A member of a module can be a function or a variable. As you already know from the previous content that there are many functions in a module. We use module name +.+member name to reference to one member in a module. If you don't know what are the members in this module, you can use help(module) to load help documentation, or use dir(module) to checkout the available members.

Example 11: Get the constant Pi

>>> import numpy
>>> print(numpy.pi)
3.14159265359

This example means you choose a function called "pi" from the module numpy. You will get pi as 3.1415927. Therefore, whenever you want to call a function, you should check out which modules contain this function, then you use . notation to reference to the function.

() notation to call function

After we reference to one function, usually we have to input the parameters to call the function. we use ('parameters') after the function to call the function, after executing this command, you can get the results you want.

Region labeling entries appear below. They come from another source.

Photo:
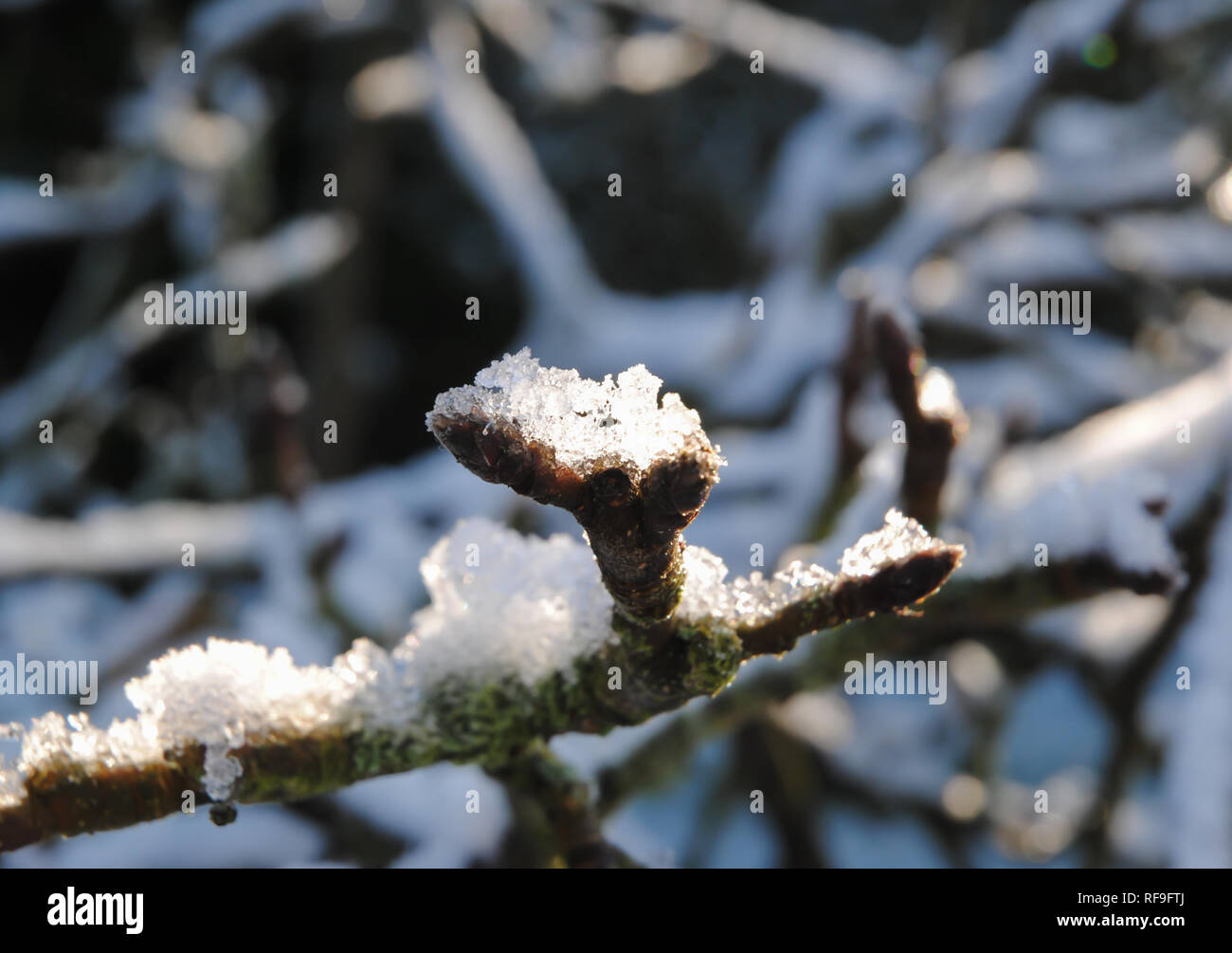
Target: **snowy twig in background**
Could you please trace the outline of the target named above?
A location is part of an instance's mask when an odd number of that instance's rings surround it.
[[[21,755],[0,769],[0,849],[153,820],[188,791],[227,820],[233,801],[297,799],[444,759],[517,774],[540,738],[602,732],[713,694],[744,660],[902,611],[958,565],[961,546],[891,512],[838,575],[796,565],[724,583],[718,557],[678,538],[717,455],[696,413],[674,395],[659,406],[658,390],[644,367],[599,383],[524,353],[441,395],[430,420],[460,459],[583,514],[604,540],[599,565],[564,535],[463,521],[424,560],[431,605],[393,652],[360,640],[329,667],[297,667],[286,650],[212,639],[128,683],[136,719],[106,731],[84,715],[14,726]],[[634,503],[637,519],[620,513]],[[653,557],[639,533],[665,554],[662,576],[628,587],[620,573],[644,568],[637,554]],[[647,605],[669,605],[667,616]]]

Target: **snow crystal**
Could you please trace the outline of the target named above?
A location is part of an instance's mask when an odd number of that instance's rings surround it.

Example 12: Use sin and pi function from numpy module

>>> import numpy
>>> print(numpy.sin(numpy.pi/6))
0.5

Call python function

Exercise 3: Calculate the area of a circle

Q: Calculate the area of a circle, and assign specific radius by yourself.

Example:

>>> import numpy
>>> r = 5
>>> area = r**2 * numpy.pi
>>> print("area=", area)
area= 78.5398163397

Common modules and functions you should know in chapter 2

Scipy & Numpy

SciPy (pronounced “Sigh Pie”) is a Python-based ecosystem of open-source software for mathematics, science, and engineering. Which contains some most wildly used packages including NumPy, Matplotlib, pandas. NumPy is the fundamental package for scientific computing with Python. It provides a high-performance multidimensional array object, and tools for working with these arrays.

Basic functions: Arrays

A numpy array is a grid of values, all of the same type, and is indexed by a tuple of non-negative integers. The number of dimensions is the rank of the array; the shape of an array is a tuple of integers giving the size of the array along each dimension.

We can initialize numpy arrays from nested Python lists, and access elements using square brackets[]:

>>> import numpy as np
>>> a = np.array([1, 2, 3])   # Create a rank 1 array
>>> print(type(a))
numpy.ndarray
>>> print(a.shape)   # how many elements
(3,)
>>> print(a[0], a[1], a[2]) # index elements
1 2 3
>>> a[0] = 5                  # Change an element of the array
>>> print(a)
[5, 2, 3]
>>> b = np.array([[1,2,3],[4,5,6]])    # Create a rank 2 array
>>> print(b.shape)
(2, 3) #the first number means how many elements in this array, in this case, this array has two elements - two lists. The second number means how many sub-elements in each elements. In this case, there are 3 values in each list. So, it's like a layer nesting.
>>> print(b[0, 0], b[0, 1], b[1, 0])
1 2 4 #you can access values by their index. Similarly, the first number is to index elements in this array, the second number is to index the sub-elements in each elements.

Note: The text following by # is not the code, we call it comment. We can use # in ahead of text in the code blocks to comment out those text, which gives instruction to the system that this line is no need to execute. It's the explanations or instructions of the codes that tell others what you are doing so that they can quickly understand. Or even when you look back the codes later, you can quickly recall what you were doing. It's a good habit especially when you collaborate with others.

You can directly add # ahead of the codes/text to comment out them. If you want to comment out multiple lines. You can select those lines and type command+/ . And type command+/ again to un-comment them.

About index in data types

Simply, Index is like the position of one element in the whole list or object, which used to access this element. The index of first element is 0 and increases by integer. The following are examples may help you better understand this.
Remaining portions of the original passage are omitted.